WRETCHED REVIEWS: MOTHER’S DAY
Starring Rebecca De Mornay, Jaime King and Patrick John Flueger
Directed by Darren Lynn Bousman
Written by Scott Milam
Alliance Home Entertainment
It’s hard not to get excited about a movie when the director is excited. When I spoke to director Darren Lynn Bousman back in summer 2009 from the Winnipeg set of Mother’s Day for Rue Morgue Magazine, the Saw II – IV director was ecstatic about the film’s progress and his cast, which included Rebecca De Mornay as the titular psycho mom.
So seeing Mother’s Day released straight to video (sorry, DVD and Blu-ray) nearly three years after completion of filming made me think that a) Bousman was getting screwed or b) the movie must be awful, despite fellow horror journalists reporting how good it was. Fortunately, the latter has turned out to be (mostly) the truth.
Frank Grillo and Jaime King star as Daniel and Beth Sohapi (so happy, get it?), a young couple whose party is interrupted by the arrival of bank-robbing brothers Ike (Flueger), Bobby (Matt O’Leary) and Addley Koffin (Warren Kole). Bobby is wounded, and not knowing what to do, they proceed to their mother’s house. Except Mother (De Mornay) lost the house in foreclosure months earlier, and the Sohapis have moved in. Soon enough, Mother arrives with sister Lydia (True Blood’s Deborah Ann Woll being especially fragile), and what could have possibly been a temporary hostage situation escalates into a bloody free-for-all as friendships and family ties are tested, and we see just how deep (and perverse) Mother’s relationship with her children runs.
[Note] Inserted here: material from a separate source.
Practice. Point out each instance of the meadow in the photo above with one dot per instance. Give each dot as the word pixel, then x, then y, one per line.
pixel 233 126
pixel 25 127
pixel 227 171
First of all, kudos to Bousman for making a balls-out crime thriller that isn’t afraid to shed a little blood. Congrats, too, to first-time screenwriter Scott Milam for taking the essence of the original Mother’s Day – itself a rather primitive if entertaining film – and fleshing it out with real characters, drama, and psychological depth.
Secondly, Bousman’s cast deserves recognition, especially De Mornay for being willing to channel the psychotic tendencies she first displayed in The Hand That Rocks the Cradle but also being able to engender empathy for her Mother. This isn’t the “cold, cackling, crazy loony person” (Bousman’s words) of the original – De Mornay’s Natalie Koffin is insane, yes, but deeply and weirdly respectful of family.
While it goes on a bit long, Bousman’s Mother’s Day, which features blink-and-you’ll-miss-it cameos from the original’s director Charles Kaufman and his brother, Troma founder Lloyd Kaufman, is an edge-of-your-seat thriller which actually got me out of my seat and within a couple feet of my TV screen in order to catch all of the dialogue and action of the film’s thrilling climax.
While we can’t necessarily recommend this as comfortable Mother’s Day viewing tomorrow with your own ma, there’s little doubting that this Mother’s Day is all about the importance of blood – the kind that’s thicker than water and the kind that is spilt.